Family of missing teenager appeal to Peter Tobin

Search: police searched the garden of Station Road, Portslade, last week© STV

The sister of a teenager who vanished 22 years ago has appealed to serial killer Peter Tobin to tell her family if he killed the missing girl.

Nicola Stork, 44, said her family had been through a living "hell" not knowing the fate of her sister Louise Kay, 18, who disappeared on June 23, 1988. Louise had been to a nightclub with friends in Eastbourne, East Sussex, and was last seen dropping off a friend nearby at 4.30am in her father's Ford Fiesta.

With the announcement that Sussex Police were this month searching two of Tobin's former homes 25 miles away in Brighton, Mrs Stork hoped closure would come. But last night, detectives said that searches at one of the properties where the Scots handyman lived in the 1980s, in Station Road, Portslade, had found no fresh evidence linking him with further crimes.

As officers now concentrate their efforts on the second address, in Marine Parade, Brighton, Mrs Stork called on 63-year-old Tobin to acknowledge whether he was responsible for her sister's killing or not. STV News has learned that Tobin moved out the Station Road property the same month as Louise went missing.

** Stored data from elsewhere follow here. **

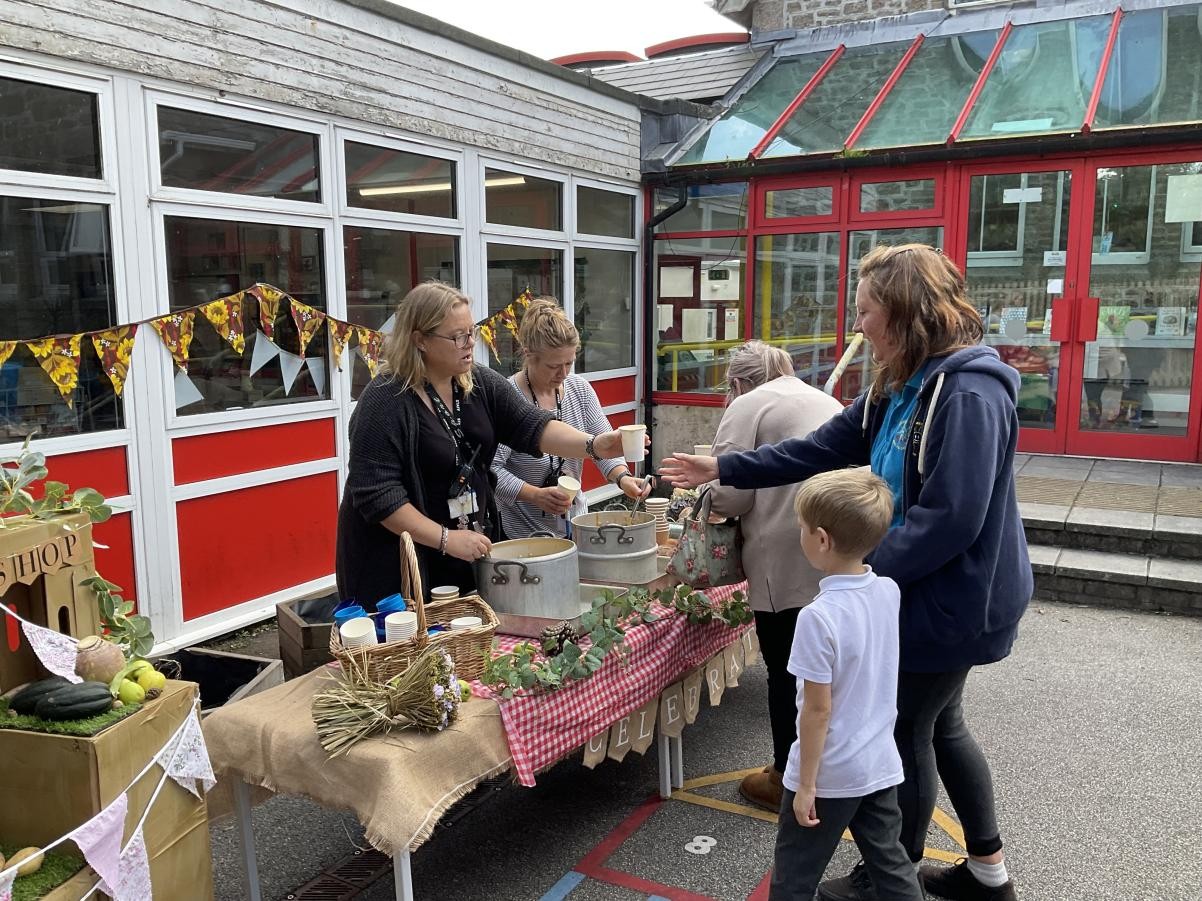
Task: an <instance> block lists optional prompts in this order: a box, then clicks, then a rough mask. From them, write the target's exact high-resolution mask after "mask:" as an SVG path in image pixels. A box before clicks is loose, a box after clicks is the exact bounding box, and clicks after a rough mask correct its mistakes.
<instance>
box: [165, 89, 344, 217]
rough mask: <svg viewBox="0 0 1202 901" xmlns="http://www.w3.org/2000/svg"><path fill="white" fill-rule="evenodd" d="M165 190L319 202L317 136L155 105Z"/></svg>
mask: <svg viewBox="0 0 1202 901" xmlns="http://www.w3.org/2000/svg"><path fill="white" fill-rule="evenodd" d="M159 168H160V173H161V178H162V184H163V185H165V186H167V187H191V189H194V190H197V191H221V192H225V193H240V195H250V196H252V197H276V198H280V199H285V201H320V199H321V185H320V180H319V178H317V172H319V169H317V136H316V135H311V133H309V132H304V131H290V130H288V129H280V127H276V126H274V125H261V124H258V123H254V121H248V120H245V119H230V118H226V117H222V115H209V114H208V113H196V112H194V111H191V109H173V108H172V107H159Z"/></svg>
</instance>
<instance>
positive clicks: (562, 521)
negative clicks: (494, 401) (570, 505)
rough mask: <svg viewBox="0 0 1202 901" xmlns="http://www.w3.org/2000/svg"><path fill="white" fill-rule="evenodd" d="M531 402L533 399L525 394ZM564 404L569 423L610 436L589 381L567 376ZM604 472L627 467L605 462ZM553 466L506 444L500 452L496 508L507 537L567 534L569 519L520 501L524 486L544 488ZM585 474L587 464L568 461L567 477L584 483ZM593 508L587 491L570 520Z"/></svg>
mask: <svg viewBox="0 0 1202 901" xmlns="http://www.w3.org/2000/svg"><path fill="white" fill-rule="evenodd" d="M510 383H511V384H512V386H513V390H516V392H518V394H522V390H520V389H519V388H518V386H517V376H512V377H511V378H510ZM522 396H523V398H524V399H525V400H529V399H530V398H529V396H528V395H524V394H522ZM561 405H563V408H564V414H563V419H564V422H565V423H567V424H569V425H571V426H573V428H576V429H579V430H581V431H585V432H588V434H589V435H600V434H601V432H602V431H609V429H611V426H609V420H608V419H606V418H605V413H602V412H601V401H600V400H599V399H597V393H596V392H595V390H593V386H591V384H589V383H588V381H587V380H584V378H582V377H581V376H578V375H576V374H575V372H573V374H572V375H570V376H567V380H566V381H565V382H564V388H563V398H561ZM597 466H599V467H600V470H601V473H602V475H603V476H605V477H606V478H609V473H611V472H613V471H614V470H615V469H618V467H619V466H625V463H624V461H623V460H621V459H620V458H619V459H617V460H602V461H601V463H599V464H597ZM551 467H552V461H551V457H549V455H546V454H545V455H542V457H531V455H530V454H523V453H519V452H517V451H512V449H511V448H508V447H506V446H505V444H501V446H500V447H498V448H496V457H494V458H493V475H495V476H496V495H495V496H496V508H498V509H499V511H500V513H501V526H502V527H504V529H505V536H506V537H507V538H525V537H528V536H530V535H531V533H532V532H538V531H548V532H552V533H554V535H560V536H561V535H565V533H566V531H567V529H566V525H567V523H566V520H565V518H564V517H553V515H551V514H549V513H545V512H543V511H541V509H538V508H537V507H535V506H534V505H532V503H526V502H525V501H519V500H518V491H520V490H522V485H524V484H526V483H529V484H531V485H534V487H535V488H542V485H543V483H545V482H546V479H547V473H548V472H549V471H551ZM583 470H584V460H572V459H570V458H569V459H566V460H564V473H563V475H565V476H571V477H572V478H575V479H576V481H577V482H583V481H584V479H582V478H581V473H582V472H583ZM588 508H589V506H588V503H587V502H585V500H584V491H583V489H582V490H581V491H579V493H577V495H576V500H575V501H572V508H571V509H570V511H569V512H567V515H569V517H576V515H578V514H581V513H587V512H588Z"/></svg>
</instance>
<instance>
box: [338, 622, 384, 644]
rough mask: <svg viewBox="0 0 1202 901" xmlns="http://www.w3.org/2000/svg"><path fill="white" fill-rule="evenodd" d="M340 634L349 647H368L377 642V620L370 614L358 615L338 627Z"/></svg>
mask: <svg viewBox="0 0 1202 901" xmlns="http://www.w3.org/2000/svg"><path fill="white" fill-rule="evenodd" d="M338 634H339V636H340V637H341V639H343V644H344V645H345V646H347V648H367V646H368V645H373V644H376V637H375V622H374V621H373V620H371V617H370V616H356V617H355V619H353V620H347V621H346V622H344V623H343V625H341V626H339V627H338Z"/></svg>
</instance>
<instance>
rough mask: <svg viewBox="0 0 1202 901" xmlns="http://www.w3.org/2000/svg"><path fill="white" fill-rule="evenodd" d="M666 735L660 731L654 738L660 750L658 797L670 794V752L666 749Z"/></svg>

Speaking from her home in Eastbourne, Mrs Stork said: "I know it's not going to happen but I would say to him, 'Give us some sort of closure to the last 22 years of hell'.

"If it's him that's killed Louise, then that's what he has put us through. Has he not got any sort of conscience?"

She added that she believed Tobin was deliberately withholding information from the authorities as a sign of power over the families of missing loved ones.

Mrs Stork, married with twin teenage sons, said news that no criminality was linked to the Portslade address had caused her to feel a mixture of "disappointment and relief".

She said it was frustrating for search teams not to turn up any fresh evidence but that the absence still left open the possibility that her sister may still be alive.

Mrs Stork said: "You go through so many emotions, you think, 'This is going to be it'. But even though I'm disappointed, I still feel that there is hope as they are still looking at the property in Marine Parade."

She added that closure was long overdue, particularly for her elderly parents who were now in their seventies.